The Register has reported a vulnerability in the programming of GBTQ dating app Jack’d which may expose private images to attackers.
Researcher Oliver Hough discovered the issue around three months ago, but reportedly struggled to contact developers in order to rectify the problem.
GDI reached out to Mark Girolamo, CEO & CFO at Online-Buddies, who said: “Our tech team is aware of the photo vulnerability and has already programmed the changes for this fix.

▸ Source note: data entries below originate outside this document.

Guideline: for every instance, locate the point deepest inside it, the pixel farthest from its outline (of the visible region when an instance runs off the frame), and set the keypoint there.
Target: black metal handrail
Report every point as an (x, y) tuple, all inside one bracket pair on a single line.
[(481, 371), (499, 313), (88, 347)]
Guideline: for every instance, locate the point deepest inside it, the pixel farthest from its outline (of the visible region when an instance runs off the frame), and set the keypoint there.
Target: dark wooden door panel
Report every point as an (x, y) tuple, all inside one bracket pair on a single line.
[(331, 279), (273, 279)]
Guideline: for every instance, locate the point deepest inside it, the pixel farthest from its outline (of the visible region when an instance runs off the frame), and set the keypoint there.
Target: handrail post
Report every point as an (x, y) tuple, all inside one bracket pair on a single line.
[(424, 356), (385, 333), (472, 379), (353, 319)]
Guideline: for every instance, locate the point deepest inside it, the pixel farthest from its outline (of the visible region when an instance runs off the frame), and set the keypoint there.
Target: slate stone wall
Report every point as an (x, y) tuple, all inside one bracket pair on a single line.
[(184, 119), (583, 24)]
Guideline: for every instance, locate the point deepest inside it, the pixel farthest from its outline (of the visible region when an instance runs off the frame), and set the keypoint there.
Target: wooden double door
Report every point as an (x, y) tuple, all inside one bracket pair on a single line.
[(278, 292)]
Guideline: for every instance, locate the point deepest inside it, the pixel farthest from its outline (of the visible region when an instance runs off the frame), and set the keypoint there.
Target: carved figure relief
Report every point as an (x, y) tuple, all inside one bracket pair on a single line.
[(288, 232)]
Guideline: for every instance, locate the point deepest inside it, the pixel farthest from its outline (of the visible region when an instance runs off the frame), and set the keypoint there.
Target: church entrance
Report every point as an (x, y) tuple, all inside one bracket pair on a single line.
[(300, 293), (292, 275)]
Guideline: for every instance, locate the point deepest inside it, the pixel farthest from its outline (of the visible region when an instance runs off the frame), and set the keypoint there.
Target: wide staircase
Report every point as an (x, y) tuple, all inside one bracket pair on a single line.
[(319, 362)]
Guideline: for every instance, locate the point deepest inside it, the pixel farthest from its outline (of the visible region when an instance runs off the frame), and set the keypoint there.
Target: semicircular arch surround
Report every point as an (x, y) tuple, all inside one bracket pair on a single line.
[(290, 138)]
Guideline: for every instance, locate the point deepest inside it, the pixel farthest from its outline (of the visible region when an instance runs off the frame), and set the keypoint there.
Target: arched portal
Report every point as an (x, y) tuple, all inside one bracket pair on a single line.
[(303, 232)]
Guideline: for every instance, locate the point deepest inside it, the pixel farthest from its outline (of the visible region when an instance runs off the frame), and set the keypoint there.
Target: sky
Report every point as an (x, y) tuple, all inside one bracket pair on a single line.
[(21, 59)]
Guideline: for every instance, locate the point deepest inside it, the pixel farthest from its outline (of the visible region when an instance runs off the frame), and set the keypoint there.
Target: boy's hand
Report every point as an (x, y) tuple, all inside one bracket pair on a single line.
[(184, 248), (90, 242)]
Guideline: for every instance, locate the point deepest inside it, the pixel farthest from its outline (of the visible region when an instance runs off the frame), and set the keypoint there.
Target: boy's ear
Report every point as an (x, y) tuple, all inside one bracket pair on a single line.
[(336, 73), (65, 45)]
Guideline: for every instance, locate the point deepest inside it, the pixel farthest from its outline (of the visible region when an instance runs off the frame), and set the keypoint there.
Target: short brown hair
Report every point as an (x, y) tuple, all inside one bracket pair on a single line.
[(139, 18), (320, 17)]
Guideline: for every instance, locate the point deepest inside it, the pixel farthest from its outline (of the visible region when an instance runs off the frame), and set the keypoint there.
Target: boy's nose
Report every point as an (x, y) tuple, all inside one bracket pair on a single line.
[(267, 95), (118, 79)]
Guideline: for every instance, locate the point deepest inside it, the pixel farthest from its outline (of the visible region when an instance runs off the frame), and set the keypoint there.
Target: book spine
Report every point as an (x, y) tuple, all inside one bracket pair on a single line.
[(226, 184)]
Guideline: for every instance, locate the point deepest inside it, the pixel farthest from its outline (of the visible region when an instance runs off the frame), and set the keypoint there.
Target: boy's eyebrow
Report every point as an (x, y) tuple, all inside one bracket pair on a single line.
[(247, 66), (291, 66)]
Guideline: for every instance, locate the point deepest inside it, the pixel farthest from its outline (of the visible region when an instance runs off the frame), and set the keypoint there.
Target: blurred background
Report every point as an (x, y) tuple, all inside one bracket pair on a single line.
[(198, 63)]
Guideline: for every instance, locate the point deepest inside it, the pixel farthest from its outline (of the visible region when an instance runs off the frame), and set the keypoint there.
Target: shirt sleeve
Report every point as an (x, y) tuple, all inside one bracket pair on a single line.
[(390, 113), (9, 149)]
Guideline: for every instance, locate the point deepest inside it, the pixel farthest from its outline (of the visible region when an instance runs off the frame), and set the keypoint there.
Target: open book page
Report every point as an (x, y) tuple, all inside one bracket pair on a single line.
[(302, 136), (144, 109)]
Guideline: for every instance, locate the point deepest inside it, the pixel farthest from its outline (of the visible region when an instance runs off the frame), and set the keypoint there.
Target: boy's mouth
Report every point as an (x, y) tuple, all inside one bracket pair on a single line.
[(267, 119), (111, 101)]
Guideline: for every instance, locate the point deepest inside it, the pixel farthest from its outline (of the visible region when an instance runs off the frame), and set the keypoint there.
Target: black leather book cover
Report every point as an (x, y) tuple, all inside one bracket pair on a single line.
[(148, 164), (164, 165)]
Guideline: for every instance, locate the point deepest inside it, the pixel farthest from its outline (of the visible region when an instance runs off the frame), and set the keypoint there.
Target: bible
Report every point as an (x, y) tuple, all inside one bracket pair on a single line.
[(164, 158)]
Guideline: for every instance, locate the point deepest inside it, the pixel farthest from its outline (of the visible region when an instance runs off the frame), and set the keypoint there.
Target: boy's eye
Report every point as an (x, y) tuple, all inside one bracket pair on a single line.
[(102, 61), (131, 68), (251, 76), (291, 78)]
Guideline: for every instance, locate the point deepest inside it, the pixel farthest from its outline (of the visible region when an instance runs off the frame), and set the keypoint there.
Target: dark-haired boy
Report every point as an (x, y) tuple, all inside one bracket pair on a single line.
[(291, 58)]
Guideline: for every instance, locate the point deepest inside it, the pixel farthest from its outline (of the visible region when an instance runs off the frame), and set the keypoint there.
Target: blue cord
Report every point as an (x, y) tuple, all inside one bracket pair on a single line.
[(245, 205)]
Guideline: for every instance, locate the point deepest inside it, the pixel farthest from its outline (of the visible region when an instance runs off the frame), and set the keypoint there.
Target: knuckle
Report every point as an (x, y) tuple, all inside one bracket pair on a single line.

They will deploy the fix this Thursday, February 7.”
There is no straightforward way for hackers to find out which profiles link to which private images, though “educated guesses” may be possible.
San Francisco-based reporter Sean Nichols writes: “The app should place strict access restrictions on which images should be viewable, so that if one user allows another user to see a [picture], only the receiver should be allowed to see it.”
Nichols suggests Jack’d users may wish to delete their private images until the stricter access restrictions have been implemented.
Security vulnerabilities on LGBTQ dating apps often create additional concern for consumers, as many users may not be public about their sexuality.
Grindr came under fire in 2018 for exposing HIV data to third party apps and, further, some were concerned that Chinese parent company Kunlun may be sharing information with the government.
In response, Grindr began hosting HIV/AIDS policy experts at a brand new summit in Los Angeles.